Organic Beans, French and Haricot Gardening Tips

  • French beans can be sown early in April under cloches, but it is the later sowings from the end of May until early July, fitted in after other crops clear that are the best value in small gardens. Two twelve- to thirteen-foot rows thirty inches apart take a quarter of a pint of seed sown at six-inch intervals two inches deep, and are ready to pick sooner than the fourteen weeks from sowing that brings them to full shop size.

  • The secret of making just two rows yield enough for a family is to keep picking, starting when the first are four inches long, for as soon as they are allowed to go yellow and large, they cease production. They need no manure if they follow potatoes on the rotation and, as Legumes, they put back more than they take out. On poor sandy soils, dig in a pound of wood ashes to four square yards and any compost available. On any soil where there may be potash shortage wilt the next cut of comfrey after the potatoes have fed and tuck it into the trench bottoms as you dig, putting it about six inches down. An easier way is to wait until the beans are up and place cut comfrey along the rows and between them if you have enough, so that it suppresses weeds as well as supplying potash, as it will if placed between tomatoes.
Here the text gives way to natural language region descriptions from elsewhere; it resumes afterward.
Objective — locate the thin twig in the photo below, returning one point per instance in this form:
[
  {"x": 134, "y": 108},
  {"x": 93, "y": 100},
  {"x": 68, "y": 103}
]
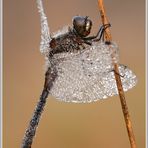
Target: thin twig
[{"x": 118, "y": 80}]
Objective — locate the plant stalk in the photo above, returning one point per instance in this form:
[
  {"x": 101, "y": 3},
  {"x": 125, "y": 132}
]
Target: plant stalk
[{"x": 108, "y": 38}]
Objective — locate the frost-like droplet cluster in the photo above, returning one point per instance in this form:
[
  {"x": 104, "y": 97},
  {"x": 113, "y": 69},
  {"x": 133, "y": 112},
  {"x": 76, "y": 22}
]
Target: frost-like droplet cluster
[{"x": 87, "y": 75}]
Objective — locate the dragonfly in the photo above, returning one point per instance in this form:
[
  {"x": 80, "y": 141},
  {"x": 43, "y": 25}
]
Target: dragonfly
[{"x": 79, "y": 67}]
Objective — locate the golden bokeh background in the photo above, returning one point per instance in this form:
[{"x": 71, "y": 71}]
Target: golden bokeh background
[{"x": 66, "y": 125}]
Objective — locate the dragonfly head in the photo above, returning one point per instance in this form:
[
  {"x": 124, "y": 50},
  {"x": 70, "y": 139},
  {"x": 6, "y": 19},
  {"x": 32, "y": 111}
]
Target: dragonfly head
[{"x": 82, "y": 25}]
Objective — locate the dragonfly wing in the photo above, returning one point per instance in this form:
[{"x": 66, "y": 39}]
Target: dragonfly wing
[{"x": 88, "y": 75}]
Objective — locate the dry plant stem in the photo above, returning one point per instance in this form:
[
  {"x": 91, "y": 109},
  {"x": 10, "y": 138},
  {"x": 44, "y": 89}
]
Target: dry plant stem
[{"x": 118, "y": 80}]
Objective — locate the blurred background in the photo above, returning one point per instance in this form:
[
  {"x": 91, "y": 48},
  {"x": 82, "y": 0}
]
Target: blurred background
[{"x": 66, "y": 125}]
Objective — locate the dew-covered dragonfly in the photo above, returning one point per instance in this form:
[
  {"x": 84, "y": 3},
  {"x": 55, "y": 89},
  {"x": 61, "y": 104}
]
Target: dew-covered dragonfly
[{"x": 80, "y": 67}]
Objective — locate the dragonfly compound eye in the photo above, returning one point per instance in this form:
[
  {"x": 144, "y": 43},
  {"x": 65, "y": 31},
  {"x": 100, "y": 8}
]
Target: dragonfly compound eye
[{"x": 82, "y": 25}]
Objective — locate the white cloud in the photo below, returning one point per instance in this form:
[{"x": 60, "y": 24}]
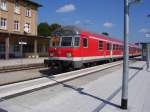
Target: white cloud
[
  {"x": 143, "y": 30},
  {"x": 66, "y": 8},
  {"x": 108, "y": 24}
]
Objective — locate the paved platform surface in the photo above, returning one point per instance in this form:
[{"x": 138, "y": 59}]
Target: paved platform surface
[
  {"x": 100, "y": 95},
  {"x": 21, "y": 61}
]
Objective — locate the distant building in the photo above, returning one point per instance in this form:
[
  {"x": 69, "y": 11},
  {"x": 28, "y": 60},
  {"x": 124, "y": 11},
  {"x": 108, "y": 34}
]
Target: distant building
[{"x": 18, "y": 30}]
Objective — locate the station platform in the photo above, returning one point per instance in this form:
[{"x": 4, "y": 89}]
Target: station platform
[
  {"x": 21, "y": 61},
  {"x": 100, "y": 95}
]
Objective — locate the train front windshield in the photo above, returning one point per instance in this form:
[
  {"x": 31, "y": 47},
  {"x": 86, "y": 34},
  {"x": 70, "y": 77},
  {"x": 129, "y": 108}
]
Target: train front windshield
[{"x": 65, "y": 41}]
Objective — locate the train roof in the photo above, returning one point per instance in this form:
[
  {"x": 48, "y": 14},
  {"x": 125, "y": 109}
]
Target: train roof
[
  {"x": 68, "y": 30},
  {"x": 74, "y": 30}
]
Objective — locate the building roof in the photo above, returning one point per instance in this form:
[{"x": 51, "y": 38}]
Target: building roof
[{"x": 34, "y": 3}]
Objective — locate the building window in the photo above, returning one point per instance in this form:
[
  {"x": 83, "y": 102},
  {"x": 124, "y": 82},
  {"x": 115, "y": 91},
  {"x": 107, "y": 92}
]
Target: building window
[
  {"x": 108, "y": 46},
  {"x": 17, "y": 7},
  {"x": 28, "y": 12},
  {"x": 3, "y": 23},
  {"x": 16, "y": 25},
  {"x": 2, "y": 48},
  {"x": 100, "y": 45},
  {"x": 3, "y": 5},
  {"x": 85, "y": 42},
  {"x": 27, "y": 28}
]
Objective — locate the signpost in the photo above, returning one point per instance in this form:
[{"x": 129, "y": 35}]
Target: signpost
[{"x": 124, "y": 99}]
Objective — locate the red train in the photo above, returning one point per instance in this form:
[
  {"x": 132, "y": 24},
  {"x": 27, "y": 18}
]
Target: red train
[{"x": 72, "y": 46}]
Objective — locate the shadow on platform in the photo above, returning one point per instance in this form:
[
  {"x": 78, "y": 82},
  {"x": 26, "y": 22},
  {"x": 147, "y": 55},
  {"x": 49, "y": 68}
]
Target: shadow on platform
[{"x": 2, "y": 110}]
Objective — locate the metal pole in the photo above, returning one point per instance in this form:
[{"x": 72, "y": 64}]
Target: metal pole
[
  {"x": 148, "y": 55},
  {"x": 124, "y": 100}
]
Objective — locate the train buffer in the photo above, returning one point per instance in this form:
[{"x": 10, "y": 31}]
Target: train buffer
[{"x": 101, "y": 95}]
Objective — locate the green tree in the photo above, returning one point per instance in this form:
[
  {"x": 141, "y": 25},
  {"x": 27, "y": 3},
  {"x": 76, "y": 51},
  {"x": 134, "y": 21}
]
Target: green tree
[
  {"x": 54, "y": 26},
  {"x": 105, "y": 33},
  {"x": 43, "y": 29}
]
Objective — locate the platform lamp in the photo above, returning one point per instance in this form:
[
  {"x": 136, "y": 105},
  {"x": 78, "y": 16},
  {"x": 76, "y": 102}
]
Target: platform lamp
[
  {"x": 148, "y": 47},
  {"x": 124, "y": 99}
]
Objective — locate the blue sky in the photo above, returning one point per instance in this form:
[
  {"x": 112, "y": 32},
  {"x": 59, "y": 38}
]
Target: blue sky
[{"x": 98, "y": 16}]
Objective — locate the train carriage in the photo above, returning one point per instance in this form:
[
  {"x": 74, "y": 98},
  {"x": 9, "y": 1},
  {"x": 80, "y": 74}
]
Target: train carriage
[{"x": 72, "y": 46}]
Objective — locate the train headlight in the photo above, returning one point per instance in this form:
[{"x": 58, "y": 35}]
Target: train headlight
[
  {"x": 51, "y": 54},
  {"x": 69, "y": 55}
]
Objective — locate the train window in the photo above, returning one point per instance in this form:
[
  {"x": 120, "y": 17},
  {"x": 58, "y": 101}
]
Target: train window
[
  {"x": 114, "y": 46},
  {"x": 54, "y": 42},
  {"x": 85, "y": 42},
  {"x": 108, "y": 46},
  {"x": 76, "y": 41},
  {"x": 100, "y": 45},
  {"x": 66, "y": 41}
]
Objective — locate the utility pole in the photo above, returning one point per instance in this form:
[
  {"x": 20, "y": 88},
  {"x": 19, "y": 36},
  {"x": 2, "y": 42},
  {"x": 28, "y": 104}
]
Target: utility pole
[{"x": 124, "y": 100}]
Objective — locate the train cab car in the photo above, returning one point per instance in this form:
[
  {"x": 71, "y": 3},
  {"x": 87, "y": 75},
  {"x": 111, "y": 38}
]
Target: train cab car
[{"x": 73, "y": 47}]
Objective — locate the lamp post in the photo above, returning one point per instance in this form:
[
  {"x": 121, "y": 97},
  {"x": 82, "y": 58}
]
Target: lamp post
[{"x": 124, "y": 99}]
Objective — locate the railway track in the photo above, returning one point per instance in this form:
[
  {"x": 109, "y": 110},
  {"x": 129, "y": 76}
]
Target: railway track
[{"x": 20, "y": 67}]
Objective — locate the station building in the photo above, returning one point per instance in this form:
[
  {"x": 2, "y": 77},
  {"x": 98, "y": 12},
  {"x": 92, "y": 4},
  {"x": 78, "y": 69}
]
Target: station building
[{"x": 18, "y": 30}]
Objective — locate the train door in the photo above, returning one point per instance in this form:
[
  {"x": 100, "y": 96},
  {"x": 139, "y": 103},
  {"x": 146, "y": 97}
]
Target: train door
[
  {"x": 111, "y": 50},
  {"x": 84, "y": 51}
]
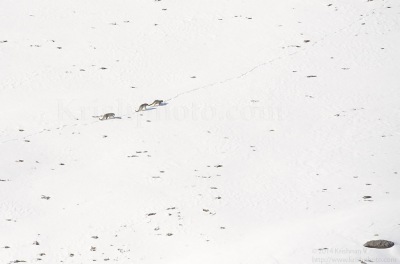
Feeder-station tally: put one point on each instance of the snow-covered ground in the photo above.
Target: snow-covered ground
(279, 139)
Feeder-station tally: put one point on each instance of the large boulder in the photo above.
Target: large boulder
(379, 244)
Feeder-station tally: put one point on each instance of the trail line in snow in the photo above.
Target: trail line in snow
(266, 63)
(364, 17)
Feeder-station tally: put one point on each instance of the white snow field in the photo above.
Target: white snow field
(279, 139)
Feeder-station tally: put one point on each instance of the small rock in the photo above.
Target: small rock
(379, 244)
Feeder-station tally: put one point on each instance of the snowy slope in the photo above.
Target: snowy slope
(281, 119)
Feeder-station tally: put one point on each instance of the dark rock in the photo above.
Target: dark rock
(379, 244)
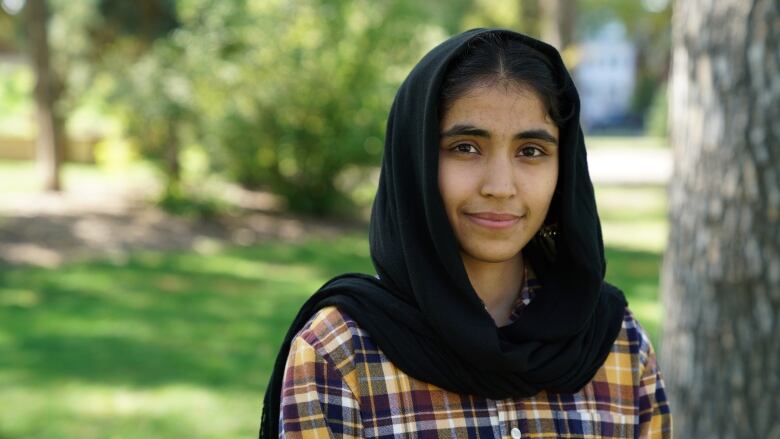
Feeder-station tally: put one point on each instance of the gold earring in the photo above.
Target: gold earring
(546, 237)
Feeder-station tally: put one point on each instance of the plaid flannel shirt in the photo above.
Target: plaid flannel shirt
(338, 383)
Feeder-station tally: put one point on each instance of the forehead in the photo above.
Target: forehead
(499, 106)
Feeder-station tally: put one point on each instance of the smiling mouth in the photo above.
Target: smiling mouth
(494, 220)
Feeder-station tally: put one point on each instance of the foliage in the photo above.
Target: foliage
(180, 344)
(283, 96)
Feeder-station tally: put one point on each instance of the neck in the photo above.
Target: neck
(497, 284)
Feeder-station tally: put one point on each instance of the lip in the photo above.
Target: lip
(494, 220)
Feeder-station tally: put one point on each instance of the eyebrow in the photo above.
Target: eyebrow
(470, 130)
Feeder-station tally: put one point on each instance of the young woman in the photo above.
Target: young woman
(489, 316)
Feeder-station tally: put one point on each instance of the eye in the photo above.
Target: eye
(531, 151)
(465, 148)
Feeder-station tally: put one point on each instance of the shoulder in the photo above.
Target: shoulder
(336, 339)
(632, 348)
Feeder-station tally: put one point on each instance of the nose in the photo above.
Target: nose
(498, 179)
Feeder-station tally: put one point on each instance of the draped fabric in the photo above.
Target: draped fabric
(421, 309)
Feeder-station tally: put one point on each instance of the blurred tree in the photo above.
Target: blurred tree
(558, 21)
(531, 18)
(721, 278)
(47, 92)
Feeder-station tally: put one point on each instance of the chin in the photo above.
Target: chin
(493, 255)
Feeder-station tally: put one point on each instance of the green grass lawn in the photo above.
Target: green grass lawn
(180, 344)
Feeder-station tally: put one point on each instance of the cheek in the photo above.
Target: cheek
(452, 185)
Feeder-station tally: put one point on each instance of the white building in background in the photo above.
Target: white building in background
(605, 77)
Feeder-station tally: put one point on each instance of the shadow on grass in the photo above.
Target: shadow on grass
(637, 273)
(164, 318)
(215, 320)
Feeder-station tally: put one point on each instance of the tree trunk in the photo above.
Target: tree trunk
(50, 126)
(721, 278)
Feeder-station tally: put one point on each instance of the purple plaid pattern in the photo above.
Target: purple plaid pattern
(337, 383)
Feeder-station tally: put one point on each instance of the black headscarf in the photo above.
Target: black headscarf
(423, 312)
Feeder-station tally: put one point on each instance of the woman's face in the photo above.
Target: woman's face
(498, 167)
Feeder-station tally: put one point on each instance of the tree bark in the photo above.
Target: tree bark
(50, 126)
(721, 275)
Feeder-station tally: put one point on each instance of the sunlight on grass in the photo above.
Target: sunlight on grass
(173, 344)
(78, 409)
(181, 344)
(23, 177)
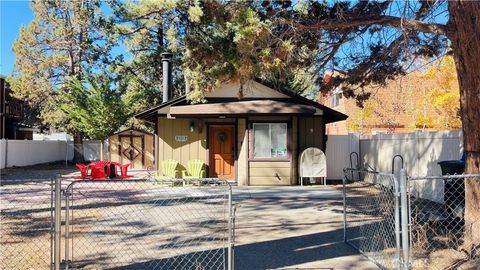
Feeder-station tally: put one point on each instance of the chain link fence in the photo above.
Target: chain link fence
(143, 224)
(26, 224)
(371, 213)
(445, 234)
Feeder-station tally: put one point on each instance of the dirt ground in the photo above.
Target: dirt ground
(138, 226)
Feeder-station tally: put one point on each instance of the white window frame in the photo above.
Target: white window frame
(287, 157)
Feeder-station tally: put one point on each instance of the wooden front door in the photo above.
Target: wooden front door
(222, 152)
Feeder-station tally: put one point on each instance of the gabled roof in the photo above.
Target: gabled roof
(131, 129)
(329, 114)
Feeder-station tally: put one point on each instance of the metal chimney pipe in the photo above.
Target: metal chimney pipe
(167, 75)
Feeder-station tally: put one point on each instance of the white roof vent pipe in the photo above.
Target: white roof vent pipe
(167, 76)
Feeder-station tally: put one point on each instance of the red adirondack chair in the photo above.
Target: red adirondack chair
(99, 171)
(83, 170)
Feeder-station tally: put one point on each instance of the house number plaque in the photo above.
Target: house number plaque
(181, 138)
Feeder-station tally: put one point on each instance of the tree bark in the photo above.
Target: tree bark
(78, 148)
(465, 36)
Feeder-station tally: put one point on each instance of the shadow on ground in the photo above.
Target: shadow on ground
(276, 254)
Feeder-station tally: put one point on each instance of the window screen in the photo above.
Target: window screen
(270, 140)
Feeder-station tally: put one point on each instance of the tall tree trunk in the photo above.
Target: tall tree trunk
(78, 148)
(465, 36)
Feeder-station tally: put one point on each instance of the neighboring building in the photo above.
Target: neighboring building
(12, 116)
(398, 107)
(253, 141)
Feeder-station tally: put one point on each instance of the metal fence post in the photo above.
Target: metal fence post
(344, 208)
(404, 219)
(67, 229)
(58, 222)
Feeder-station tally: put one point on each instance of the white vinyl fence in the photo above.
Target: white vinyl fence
(30, 152)
(421, 152)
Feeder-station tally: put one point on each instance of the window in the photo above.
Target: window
(335, 98)
(270, 140)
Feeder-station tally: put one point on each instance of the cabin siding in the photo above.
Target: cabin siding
(311, 133)
(248, 170)
(242, 157)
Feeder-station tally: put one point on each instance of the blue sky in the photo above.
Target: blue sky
(13, 14)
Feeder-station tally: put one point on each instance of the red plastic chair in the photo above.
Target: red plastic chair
(83, 170)
(124, 168)
(99, 171)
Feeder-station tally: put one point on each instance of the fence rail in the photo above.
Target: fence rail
(121, 224)
(442, 234)
(26, 224)
(144, 224)
(397, 227)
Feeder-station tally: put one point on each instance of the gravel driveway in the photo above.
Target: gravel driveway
(292, 228)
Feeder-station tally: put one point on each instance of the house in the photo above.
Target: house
(13, 116)
(255, 140)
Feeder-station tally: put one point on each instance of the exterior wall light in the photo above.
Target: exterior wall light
(192, 126)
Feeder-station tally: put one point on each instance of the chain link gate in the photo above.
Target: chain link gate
(412, 223)
(144, 224)
(371, 216)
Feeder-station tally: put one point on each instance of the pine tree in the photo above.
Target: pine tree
(63, 40)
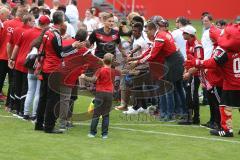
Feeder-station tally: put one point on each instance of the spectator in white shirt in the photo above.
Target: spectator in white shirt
(56, 4)
(90, 22)
(72, 13)
(181, 22)
(206, 41)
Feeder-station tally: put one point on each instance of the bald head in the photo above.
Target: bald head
(4, 13)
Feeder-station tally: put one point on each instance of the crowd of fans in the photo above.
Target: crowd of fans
(159, 70)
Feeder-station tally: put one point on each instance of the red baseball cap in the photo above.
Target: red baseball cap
(44, 20)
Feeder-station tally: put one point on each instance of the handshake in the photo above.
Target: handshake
(193, 62)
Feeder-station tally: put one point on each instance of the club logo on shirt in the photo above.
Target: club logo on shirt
(114, 36)
(10, 29)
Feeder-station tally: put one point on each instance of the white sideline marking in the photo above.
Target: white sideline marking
(7, 116)
(145, 124)
(176, 135)
(155, 132)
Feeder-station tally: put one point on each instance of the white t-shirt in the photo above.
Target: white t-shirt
(141, 41)
(180, 42)
(73, 15)
(207, 44)
(70, 30)
(91, 25)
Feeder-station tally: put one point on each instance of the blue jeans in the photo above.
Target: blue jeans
(32, 93)
(167, 105)
(180, 98)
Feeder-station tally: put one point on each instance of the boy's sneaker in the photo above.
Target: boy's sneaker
(91, 135)
(104, 137)
(26, 117)
(221, 133)
(63, 127)
(69, 125)
(207, 125)
(130, 111)
(121, 108)
(2, 97)
(185, 122)
(20, 115)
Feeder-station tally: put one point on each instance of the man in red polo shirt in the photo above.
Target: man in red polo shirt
(9, 27)
(4, 12)
(163, 51)
(50, 85)
(193, 49)
(228, 62)
(20, 52)
(20, 77)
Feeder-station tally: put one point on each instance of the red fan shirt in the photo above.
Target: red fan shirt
(163, 46)
(229, 65)
(24, 44)
(6, 35)
(105, 78)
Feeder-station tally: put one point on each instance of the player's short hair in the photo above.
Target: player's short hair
(27, 18)
(107, 15)
(151, 25)
(81, 35)
(221, 22)
(209, 16)
(138, 19)
(58, 17)
(139, 26)
(183, 20)
(21, 11)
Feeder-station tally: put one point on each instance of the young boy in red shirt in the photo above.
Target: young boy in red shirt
(104, 78)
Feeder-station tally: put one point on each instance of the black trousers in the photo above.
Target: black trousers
(214, 96)
(20, 90)
(48, 106)
(3, 72)
(102, 107)
(192, 97)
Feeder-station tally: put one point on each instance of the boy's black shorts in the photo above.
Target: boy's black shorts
(231, 98)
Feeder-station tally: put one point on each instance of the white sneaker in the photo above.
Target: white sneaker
(131, 111)
(142, 110)
(104, 137)
(151, 109)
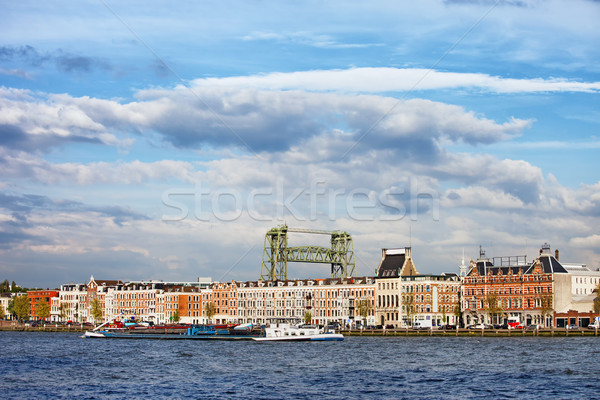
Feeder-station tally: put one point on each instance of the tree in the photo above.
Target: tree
(458, 313)
(210, 310)
(96, 310)
(410, 308)
(545, 307)
(492, 307)
(363, 308)
(21, 307)
(307, 317)
(597, 300)
(43, 309)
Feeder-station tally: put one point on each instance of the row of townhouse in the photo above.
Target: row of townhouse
(328, 300)
(403, 297)
(543, 292)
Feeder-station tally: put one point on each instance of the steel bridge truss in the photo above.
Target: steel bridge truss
(276, 253)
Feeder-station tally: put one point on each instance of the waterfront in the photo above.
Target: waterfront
(62, 365)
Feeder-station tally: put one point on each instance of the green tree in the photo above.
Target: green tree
(492, 307)
(307, 317)
(21, 307)
(597, 300)
(546, 307)
(363, 308)
(96, 310)
(210, 310)
(410, 309)
(458, 313)
(43, 309)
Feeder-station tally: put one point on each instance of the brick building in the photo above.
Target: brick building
(36, 296)
(523, 292)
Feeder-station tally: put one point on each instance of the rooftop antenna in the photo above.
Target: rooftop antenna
(463, 267)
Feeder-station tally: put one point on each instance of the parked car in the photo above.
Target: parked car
(532, 327)
(480, 326)
(447, 327)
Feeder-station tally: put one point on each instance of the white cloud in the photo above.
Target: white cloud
(386, 80)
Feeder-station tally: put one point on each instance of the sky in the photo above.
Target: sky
(152, 140)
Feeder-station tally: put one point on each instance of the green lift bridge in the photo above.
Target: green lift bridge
(276, 253)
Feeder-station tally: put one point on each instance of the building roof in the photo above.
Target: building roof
(550, 265)
(395, 263)
(391, 265)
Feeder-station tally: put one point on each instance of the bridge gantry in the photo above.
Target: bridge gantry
(276, 253)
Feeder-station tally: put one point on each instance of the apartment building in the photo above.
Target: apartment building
(406, 298)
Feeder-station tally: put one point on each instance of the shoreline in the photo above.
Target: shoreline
(558, 332)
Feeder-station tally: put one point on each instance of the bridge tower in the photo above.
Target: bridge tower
(276, 253)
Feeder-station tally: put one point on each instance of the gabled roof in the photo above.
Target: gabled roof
(550, 265)
(395, 263)
(391, 265)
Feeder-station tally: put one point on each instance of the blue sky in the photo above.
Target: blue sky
(142, 140)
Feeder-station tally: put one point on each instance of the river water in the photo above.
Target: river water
(64, 366)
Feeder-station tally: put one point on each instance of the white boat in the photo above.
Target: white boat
(287, 332)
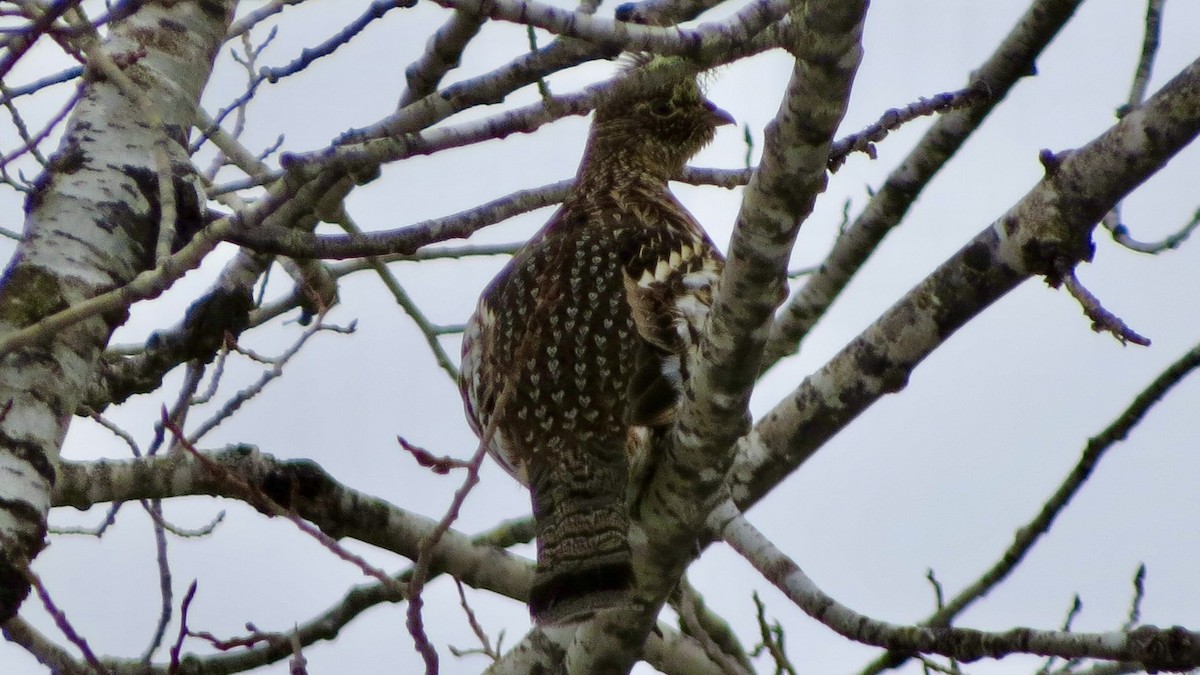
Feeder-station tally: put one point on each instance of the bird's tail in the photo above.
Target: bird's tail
(582, 521)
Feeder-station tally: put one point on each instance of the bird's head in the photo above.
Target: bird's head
(658, 114)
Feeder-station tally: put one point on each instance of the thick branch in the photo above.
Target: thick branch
(1054, 220)
(1012, 61)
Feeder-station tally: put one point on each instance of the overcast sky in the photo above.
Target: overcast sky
(937, 477)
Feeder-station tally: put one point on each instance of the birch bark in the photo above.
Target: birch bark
(91, 225)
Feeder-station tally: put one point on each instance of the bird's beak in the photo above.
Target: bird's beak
(720, 118)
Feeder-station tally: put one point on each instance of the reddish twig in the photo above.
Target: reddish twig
(60, 620)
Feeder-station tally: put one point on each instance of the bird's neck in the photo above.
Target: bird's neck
(616, 172)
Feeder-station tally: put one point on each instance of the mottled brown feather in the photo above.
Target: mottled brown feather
(585, 338)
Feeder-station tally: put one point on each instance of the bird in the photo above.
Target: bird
(579, 350)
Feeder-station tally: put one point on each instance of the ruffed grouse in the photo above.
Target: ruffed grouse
(579, 348)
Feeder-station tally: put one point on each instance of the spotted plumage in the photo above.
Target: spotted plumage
(579, 348)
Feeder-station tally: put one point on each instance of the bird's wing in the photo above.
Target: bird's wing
(670, 273)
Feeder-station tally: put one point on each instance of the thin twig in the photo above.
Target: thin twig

  • There are a number of varieties that arc stringless, with no tough fiber along the backs to make slicing difficult, and of these 'Tender-green' and 'The Prince' arc both heavy croppers, while 'Royalty' has blue pods that turn green when cooked, and is the best for deep freezing.

  • Haricot beans are rather larger and half a pint sows 100 feet of rows eighteen inches apart and a foot between seeds, sown two inches deep and staggered, so they lit together. The object is to secure complete cover to hold down weeds, and because the pods are left on to dry there is no need to leave space between the rows for picking. The best variety is 'Comtesse de Chambord', which has the thickest foliage as well as a good crop.

  • Soak the seeds overnight to swell for quicker germination (a trick worth using for French beans, especially in dry seasons) and sow two inches deep at the end of April or before mid-May. When they are well up draw the earth up to the stems as if earthing potatoes and repeat this if you have time, for the stems will need some support with a good crop.

  • Pull them whole when the pods begin to dry and wrinkle and the leaves start yellowing and falling. Tie them in bundles and hang them, roots up, under cover to dry. When the pods are dry enough to break put the bundles between sacks and beat them with a stick, which is much quicker than opening by hand. Store the dry beans in jars, for mice like them better than bought haricots and they do have more flavor.

  • The 'straw' is excellent compost material, and this crop is a very good one for a new garden, avoiding wireworm, holding down weeds, enriching the soil and costing far less for seed than a potato crop. The haricots keep for at least four years, though if wanted for sowing it must be in the next season; so the first year in a new house can see the incoming family with haricot beans hoarded for years ahead. The variety called 'Golden Butter' is American, and is not a drying kind, but to be eaten as a French bean when its pods are yellow. If you move in later than May it is still worth sowing until July, and so is 'The Prince', at this same spacing, to be picked green round about October for salting in jars, or deep-freezing.

  • The yield from a half pint varies, but 7 lb. of dried beans is a fair yield, and every ounce holds 6.1 grams of protein, 11.6 of carbohydrates, 51 milligrams of calcium, 1.9 of iron, 0.13 of vitamin B1 (the same as with lentils), 0.08 riboflavin, against 0.02 for lentils (four times as much), and 0.6 mg. of nicotinic acid (which in future will be called 'Niacin' as in America to avoid confusion with nicotine insecticide) compared with 0.9 for lentils. So a vegetarian who usually buys lentils can get just as good value and rather more riboflavin by growing his own haricot beans.

  • French beans, however, have only a third as much vitamin C as green peas and only slightly more vitamin A, while cabbage leaves both standing at the post.